Data Visualization & Central Tendency

Creation: Select dataset (e.g., CSUF), choose variable (e.g., fast NPH), set bin color, type (frequency), value label (counts), and add a density curve.
Bin Adjustment: Change the number of bins in the 'Details' section.
Shape Identification: Observe the overall shape (e.g., bell-shaped, approximate normal).
Group Separation: Use 'Plot by group' for categorical variables (e.g., 'sex') to create separate histograms.
Label Customization: Use the 'Level editor' to modify labels for grouped plots.
Relative Frequency: Choose 'relative thickness' to display percentages instead of raw counts.
Multiple Histograms: When separating by group, adjust 'rows' and 'columns' for layout, not available for 'overlay'.
Uniform Limits: Use uniform x and y limits for better comparison between grouped plots.

Definition: A display for quantitative variables that shows actual numerical values within data ranges.
Advantages: Shows individual data points.
Disadvantages: Not suitable for very large datasets, ideally fits on one page.
Construction:
- Stem: Consists of the leftmost digits of a number.
- Leaf: Consists of the rightmost digit(s) of a number.
- Ordering: Data must be ordered from lowest to highest before plotting.
- Lead Digit Unit (LDU): Essential to specify the place value of the leaf ( $e.g.,$ $1$ for ones, $0.1$ for tenths) to correctly interpret the displayed numbers.
- Gaps: Stems with no corresponding data values (leaves) should still be included to show gaps in the data distribution.
- Scaling: 'Scale 2' can be used to split stems (e.g., $6, 6, 7, 7$ ) when a single stem has too many leaves, improving readability.
- Orientation: Can be changed (e.g., to 'upward') to better visualize the distribution shape.
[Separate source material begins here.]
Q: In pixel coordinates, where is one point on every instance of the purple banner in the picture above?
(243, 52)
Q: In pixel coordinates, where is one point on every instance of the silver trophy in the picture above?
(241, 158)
Mean: The arithmetic average of all data points.
- Population Mean: Denoted by $\mu$ .
- Sample Mean: Denoted by $\bar{x} = \frac{\sum xi}{n}$ , where $\sum xi$ is the sum of all values and $n$ is the sample size.
- Influence: Highly affected by extreme values (outliers); it is 'dragged' towards them.
Median: The middle value of an ordered dataset.
- Calculation: If an odd number of values, it's the single middle value. If an even number of values, it's the average of the two middle values.
- Robustness: Not influenced by extreme values or outliers.
- Comparison: If mean $\approx$ median, the data is relatively symmetrical. A significant difference suggests skewness or outliers.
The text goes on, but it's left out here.